7. Il y a lieu dans les circonstances de l’espèce de faire droit aux conclusions des requérants présentées sur le fondement des dispositions de l’article L. 761-1 du code de justice administrative et de mettre à la charge de l’Etat une somme de 1500 euros à verser globalement aux requérants.
D E C I D E :
Article 1er : L’arrêté du 30 juin 2021 du préfet du Rhône portant conditions d’exploitation d’une plateforme ULM sur la commune de Bibost est annulé.
Article 2 : L’Etat versera globalement une somme de 1500 euros à Mme Y S, M. D AA, Mme C B, M. R B, Mme L I, M. M I, Mme N G, M. K G, Mme F H, M. E H, Mme A AB, M. P AB, Mme Q O, M. V J, Mme W X et M. T X.
Article 3 : Le surplus des conclusions de la requête est rejeté.
Article 4 : Le présent jugement sera notifié à Mme Y S, M. D AA, Mme C B, M. R B, Mme L I, M. M I, Mme N G, M. K G, Mme F H, M. E H, Mme A AB, M. P AB, Mme Q O, M. V J, Mme W X et M. T X et au préfet du Rhône.
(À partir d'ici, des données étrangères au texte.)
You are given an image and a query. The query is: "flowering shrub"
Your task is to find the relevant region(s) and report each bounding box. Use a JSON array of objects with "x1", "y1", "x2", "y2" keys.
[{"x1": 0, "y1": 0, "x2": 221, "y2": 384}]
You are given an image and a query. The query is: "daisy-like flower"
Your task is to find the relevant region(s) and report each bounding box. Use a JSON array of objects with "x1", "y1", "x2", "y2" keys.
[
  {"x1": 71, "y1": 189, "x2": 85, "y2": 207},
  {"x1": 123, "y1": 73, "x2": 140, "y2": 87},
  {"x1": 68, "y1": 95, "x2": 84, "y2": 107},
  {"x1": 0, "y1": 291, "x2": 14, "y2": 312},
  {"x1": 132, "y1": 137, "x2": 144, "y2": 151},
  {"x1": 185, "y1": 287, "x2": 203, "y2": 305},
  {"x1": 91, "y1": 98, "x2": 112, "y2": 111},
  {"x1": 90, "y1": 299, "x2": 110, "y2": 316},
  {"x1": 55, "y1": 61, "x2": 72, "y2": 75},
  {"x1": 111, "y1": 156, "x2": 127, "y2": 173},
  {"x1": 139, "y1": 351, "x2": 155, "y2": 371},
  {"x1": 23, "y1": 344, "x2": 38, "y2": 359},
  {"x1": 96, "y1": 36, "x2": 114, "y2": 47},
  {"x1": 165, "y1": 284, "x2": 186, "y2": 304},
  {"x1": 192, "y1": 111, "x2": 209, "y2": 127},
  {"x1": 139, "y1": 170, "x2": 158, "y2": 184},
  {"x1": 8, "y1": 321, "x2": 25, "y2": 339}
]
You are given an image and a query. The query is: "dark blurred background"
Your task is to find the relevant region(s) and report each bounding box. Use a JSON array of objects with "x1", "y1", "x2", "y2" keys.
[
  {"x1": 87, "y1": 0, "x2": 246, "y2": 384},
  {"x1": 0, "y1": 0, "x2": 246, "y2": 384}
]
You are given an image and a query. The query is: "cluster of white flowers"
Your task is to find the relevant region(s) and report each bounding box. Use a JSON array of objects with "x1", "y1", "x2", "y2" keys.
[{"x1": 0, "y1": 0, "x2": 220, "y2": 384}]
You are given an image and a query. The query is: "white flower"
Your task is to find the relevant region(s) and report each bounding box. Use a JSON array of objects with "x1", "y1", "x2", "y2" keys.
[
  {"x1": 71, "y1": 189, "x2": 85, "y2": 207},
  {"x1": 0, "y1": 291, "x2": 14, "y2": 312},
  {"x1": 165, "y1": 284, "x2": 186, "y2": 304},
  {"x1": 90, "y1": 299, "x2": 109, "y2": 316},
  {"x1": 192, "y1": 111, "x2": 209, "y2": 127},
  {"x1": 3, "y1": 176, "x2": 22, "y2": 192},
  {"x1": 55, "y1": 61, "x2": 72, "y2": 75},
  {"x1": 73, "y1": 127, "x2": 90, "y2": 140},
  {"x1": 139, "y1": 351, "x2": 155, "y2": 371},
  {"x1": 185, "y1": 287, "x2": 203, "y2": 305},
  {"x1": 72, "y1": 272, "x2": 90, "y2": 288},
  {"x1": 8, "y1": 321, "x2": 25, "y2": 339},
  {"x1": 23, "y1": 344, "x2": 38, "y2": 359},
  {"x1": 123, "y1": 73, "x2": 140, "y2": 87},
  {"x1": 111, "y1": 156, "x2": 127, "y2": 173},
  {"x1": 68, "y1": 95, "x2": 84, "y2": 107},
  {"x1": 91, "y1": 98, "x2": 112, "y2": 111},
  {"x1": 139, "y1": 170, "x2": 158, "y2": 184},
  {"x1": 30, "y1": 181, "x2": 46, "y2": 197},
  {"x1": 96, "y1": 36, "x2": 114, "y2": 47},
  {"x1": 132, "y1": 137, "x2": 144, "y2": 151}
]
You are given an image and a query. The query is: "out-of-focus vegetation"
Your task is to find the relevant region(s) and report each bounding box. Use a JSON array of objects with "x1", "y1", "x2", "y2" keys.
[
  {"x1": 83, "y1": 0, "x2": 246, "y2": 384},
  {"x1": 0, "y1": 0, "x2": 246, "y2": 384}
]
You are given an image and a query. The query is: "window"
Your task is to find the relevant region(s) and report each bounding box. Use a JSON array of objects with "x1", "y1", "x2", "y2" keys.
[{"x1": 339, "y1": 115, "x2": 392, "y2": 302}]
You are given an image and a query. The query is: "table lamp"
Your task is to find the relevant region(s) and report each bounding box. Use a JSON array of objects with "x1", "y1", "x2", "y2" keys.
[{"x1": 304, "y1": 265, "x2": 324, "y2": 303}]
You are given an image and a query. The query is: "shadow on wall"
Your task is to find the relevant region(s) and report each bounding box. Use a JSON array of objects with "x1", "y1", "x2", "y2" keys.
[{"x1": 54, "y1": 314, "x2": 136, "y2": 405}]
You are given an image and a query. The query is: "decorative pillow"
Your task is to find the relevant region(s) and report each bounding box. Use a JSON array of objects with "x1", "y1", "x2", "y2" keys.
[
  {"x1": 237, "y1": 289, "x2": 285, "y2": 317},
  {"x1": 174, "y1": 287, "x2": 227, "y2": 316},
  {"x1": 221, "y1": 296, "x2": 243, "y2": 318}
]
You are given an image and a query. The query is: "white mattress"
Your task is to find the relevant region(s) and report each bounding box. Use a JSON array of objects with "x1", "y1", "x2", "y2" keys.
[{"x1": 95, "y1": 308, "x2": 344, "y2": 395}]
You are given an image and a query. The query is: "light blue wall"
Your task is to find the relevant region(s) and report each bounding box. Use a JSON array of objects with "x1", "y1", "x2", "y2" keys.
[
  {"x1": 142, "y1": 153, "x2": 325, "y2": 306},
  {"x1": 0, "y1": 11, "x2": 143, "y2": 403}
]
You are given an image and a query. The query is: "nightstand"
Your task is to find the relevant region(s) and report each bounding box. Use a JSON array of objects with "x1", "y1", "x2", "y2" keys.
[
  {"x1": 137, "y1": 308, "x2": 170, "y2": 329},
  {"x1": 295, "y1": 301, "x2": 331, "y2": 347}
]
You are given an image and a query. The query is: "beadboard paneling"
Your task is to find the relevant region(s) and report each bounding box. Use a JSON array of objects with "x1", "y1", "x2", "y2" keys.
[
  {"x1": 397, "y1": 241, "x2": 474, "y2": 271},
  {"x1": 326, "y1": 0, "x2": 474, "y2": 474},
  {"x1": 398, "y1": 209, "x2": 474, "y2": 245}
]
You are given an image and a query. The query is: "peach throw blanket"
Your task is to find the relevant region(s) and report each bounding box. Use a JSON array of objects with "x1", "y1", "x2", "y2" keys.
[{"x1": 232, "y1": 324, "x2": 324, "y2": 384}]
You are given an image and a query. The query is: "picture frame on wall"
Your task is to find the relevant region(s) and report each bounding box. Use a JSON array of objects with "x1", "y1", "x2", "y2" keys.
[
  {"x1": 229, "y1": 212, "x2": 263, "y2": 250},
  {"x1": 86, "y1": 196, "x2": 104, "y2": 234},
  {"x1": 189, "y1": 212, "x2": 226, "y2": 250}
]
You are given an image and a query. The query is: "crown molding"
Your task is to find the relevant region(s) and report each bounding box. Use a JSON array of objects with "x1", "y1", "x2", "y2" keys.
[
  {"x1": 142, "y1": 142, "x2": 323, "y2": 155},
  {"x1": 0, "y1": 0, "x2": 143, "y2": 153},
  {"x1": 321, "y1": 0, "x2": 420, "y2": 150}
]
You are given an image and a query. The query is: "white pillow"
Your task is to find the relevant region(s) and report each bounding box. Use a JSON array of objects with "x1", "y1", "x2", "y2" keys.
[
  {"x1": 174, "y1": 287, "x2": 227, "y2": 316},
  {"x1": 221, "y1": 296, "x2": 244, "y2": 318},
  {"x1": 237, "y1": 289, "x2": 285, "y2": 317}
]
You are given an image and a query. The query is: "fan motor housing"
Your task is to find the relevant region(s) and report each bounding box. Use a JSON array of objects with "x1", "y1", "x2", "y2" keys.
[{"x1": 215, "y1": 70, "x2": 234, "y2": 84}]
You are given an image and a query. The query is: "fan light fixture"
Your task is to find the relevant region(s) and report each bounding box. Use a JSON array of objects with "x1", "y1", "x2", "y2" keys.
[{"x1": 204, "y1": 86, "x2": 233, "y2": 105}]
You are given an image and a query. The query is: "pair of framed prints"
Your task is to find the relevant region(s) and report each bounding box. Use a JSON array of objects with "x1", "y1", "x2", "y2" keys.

Délibéré après l’audience du 20 juin 2023, à laquelle siégeaient :
M. Clément, président,
Mme Tocut, première conseillère,
Mme Gros, conseillère,
Rendu public par mise à disposition au greffe le 5 juillet 2023.
L’assesseure la plus ancienne,
C. Tocut Le président,
M. Clément
La greffière,
T. Andujar
La République mande et ordonne au préfet du Rhône, en ce qui le concerne et à tous commissaires de justice à ce requis en ce qui concerne les voies de droit commun, contre les parties privées, de pourvoir à l’exécution de la présente décision.